De gang

Ik ken hem goed. Liep er vanochtend bijna achteloos doorheen. Niet helemaal achteloos. Ik denk dat de bankjes me opmerkzaam maakten. Waren het er altijd zoveel? Zelfs nu weet ik niet meer of het er vanmorgen drie of vier waren. Ik denk vier. Ze staan tientallen meters uit elkaar. De gang lijkt langer of korter naar gelang je in staat bent er soepeltjes doorheen te lopen. Vanochtend ging het soepeltjes. Zonder noodzaak om te gaan zitten. Het was er wel kouder. Ik liep er vaak, van bankje naar bankje. Even zitten om rond te kijken, zo leek het. In werkelijkheid was de gang te lang.
Er zijn vitrines met kunstwerken. Een moeder zei: ik denk dat het fruit is, over een zilverglanzend voorwerp. Denk het ook zei de jongen vanuit zijn rolstoel.
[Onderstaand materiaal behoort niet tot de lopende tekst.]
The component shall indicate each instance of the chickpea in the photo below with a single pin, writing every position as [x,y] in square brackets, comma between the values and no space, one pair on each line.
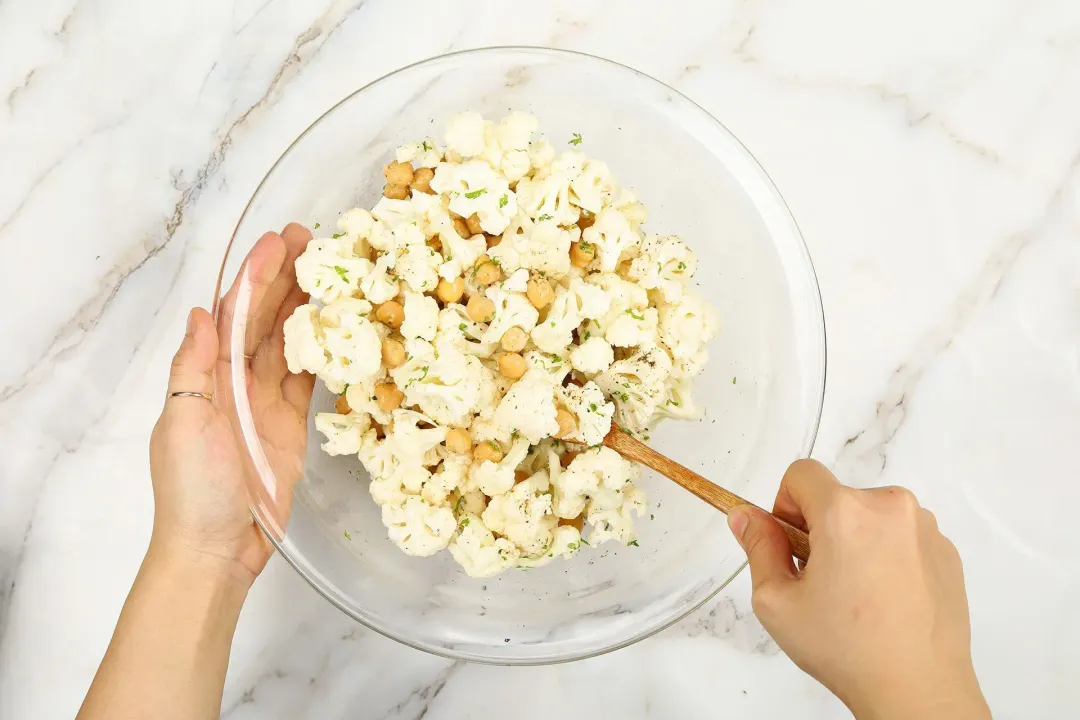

Misschien wilde ze even uitrusten; ik ken dat. Maar ik denk dat ze er niet voor haar waren. Het mooie van kunst is dat je er zelf in mag zien wat het is. Zo krijgt het vele betekenissen. En allemaal waar. Lijkt me wel wat, kunstenaar. Niet altijd maar alles uit hoeven leggen.

Als je er een soort van woont, dan ken je menig voorbijganger. Het leukste is, als ze naar huis gaan. Dan zien ze er anders uit. In hun gewone kleding, hun haar los, de meiden. Ze vinden het minstens zo leuk als ze mijn verraste uitdrukking zien. Ze zwaaien naar me, roepen ‘tot morgen’ en weg zijn ze. Ik probeer te bedenken waar ze heen gaan. Hoe hun thuis er uit ziet. Of ze met de fiets zijn, met de bus gaan of met de auto. Als ze tijd hebben, dan kletsen we over dat soort dingen. Over goeie boeken en op de bank hangen als je moe bent van je werk. Over hele persoonlijke dingen. Of een heel gesprek over waarom vrouwenvoetbal als sport nog lang niet zo ver is als vrouwenhandbal.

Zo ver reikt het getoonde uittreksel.